Se detuvo en la frontera plateada y negra que dividía la habitación. Plateada como la nieve detrás de la ventana, la transparencia azulada en la puerta, en la silla, en la alfombra. Negra como la oscuridad que se condensaba en torno a la cama. Dio un paso y, confundido por la fosforescencia nevosa de la noche, pisó el borde de la cortina que se había desprendido antes. Cayó otra anilla. Al principio inaudible en la alfombra, rodando súbitamente luego por el entarimado con un tintineo ensordecedor, ¡paralizante!

Hubo entonces unos segundos interminables de no vida. Aquel adolescente inmóvil en el chispazo del magnesio. Olga que concentraba en torno a su cuerpo toda la oscuridad de la estancia… La anilla, prosiguiendo su trayectoria pérfida, inició una lenta rotación tintineante. Los círculos se estrechaban lentamente sobre un centro que en el silencio parecía no llegar nunca… En aquel instante de no vida acompasado por el recorrido cada vez más reducido de la anilla, Olga tuvo tiempo de comprenderlo todo. No, más bien de quedar cegada por un fulgurante puntilleo: el movimiento de un chico desconocido sorprendido al comienzo del otoño, el reptil, el aceite en los goznes de la puerta… Y hasta aquel puente destruido, aquella viga de acero por la que un adolescente avanza como un sonámbulo. Un grito lo habría hecho caer. Como ahora en la travesía de esta habitación…

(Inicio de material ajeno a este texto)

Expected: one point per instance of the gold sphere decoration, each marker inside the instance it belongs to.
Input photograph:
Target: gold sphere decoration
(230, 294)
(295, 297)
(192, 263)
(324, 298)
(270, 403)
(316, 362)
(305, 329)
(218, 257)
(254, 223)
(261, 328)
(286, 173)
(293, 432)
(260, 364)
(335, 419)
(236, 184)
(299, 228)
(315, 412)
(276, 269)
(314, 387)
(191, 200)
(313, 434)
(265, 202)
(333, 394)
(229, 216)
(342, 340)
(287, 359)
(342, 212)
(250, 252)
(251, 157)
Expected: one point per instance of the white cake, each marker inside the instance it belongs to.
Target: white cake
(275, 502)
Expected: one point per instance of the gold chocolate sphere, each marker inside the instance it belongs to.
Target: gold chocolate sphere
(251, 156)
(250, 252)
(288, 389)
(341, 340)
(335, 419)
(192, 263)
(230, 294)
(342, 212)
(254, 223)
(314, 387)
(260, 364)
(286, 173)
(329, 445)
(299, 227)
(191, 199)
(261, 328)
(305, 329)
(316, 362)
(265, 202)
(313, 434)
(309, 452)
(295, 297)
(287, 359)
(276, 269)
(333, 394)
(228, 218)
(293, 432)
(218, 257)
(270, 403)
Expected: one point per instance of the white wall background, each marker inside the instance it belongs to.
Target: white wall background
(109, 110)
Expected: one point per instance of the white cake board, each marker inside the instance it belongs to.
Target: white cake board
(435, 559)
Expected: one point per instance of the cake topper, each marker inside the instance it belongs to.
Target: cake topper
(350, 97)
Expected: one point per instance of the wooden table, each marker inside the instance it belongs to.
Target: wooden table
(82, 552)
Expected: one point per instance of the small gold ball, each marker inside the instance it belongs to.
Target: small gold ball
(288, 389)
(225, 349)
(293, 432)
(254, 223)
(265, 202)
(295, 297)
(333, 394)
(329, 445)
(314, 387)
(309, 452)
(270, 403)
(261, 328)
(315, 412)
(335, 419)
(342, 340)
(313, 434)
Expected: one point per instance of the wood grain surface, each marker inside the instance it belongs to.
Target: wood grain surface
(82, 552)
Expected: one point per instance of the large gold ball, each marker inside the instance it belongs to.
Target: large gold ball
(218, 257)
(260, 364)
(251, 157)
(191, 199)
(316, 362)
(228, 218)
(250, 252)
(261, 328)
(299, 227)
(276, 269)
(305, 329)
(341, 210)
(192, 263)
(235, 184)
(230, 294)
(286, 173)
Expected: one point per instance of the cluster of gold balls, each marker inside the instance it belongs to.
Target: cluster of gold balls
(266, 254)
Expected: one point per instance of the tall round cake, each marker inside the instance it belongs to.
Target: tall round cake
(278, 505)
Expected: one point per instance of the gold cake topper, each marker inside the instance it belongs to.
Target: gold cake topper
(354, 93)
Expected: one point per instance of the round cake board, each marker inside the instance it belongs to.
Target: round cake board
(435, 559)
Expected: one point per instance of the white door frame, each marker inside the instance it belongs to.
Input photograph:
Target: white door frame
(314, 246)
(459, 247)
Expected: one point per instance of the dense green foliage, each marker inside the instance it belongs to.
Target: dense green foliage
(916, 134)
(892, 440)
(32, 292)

Calló la anilla. Tras otro minuto sin fin, Olga vio destacarse una sombra larga, delgada, sobre el fondo del cristal blanqueado por la nieve. Las líneas de aquella aparición se perdían en la penumbra azul. Las ramas cubiertas de escarcha se apartaban a su paso. Los cristales giraban lentamente, espolvoreaban sus cuerpos, se fundían en su piel. Olga lo vivía ya más allá del sueño.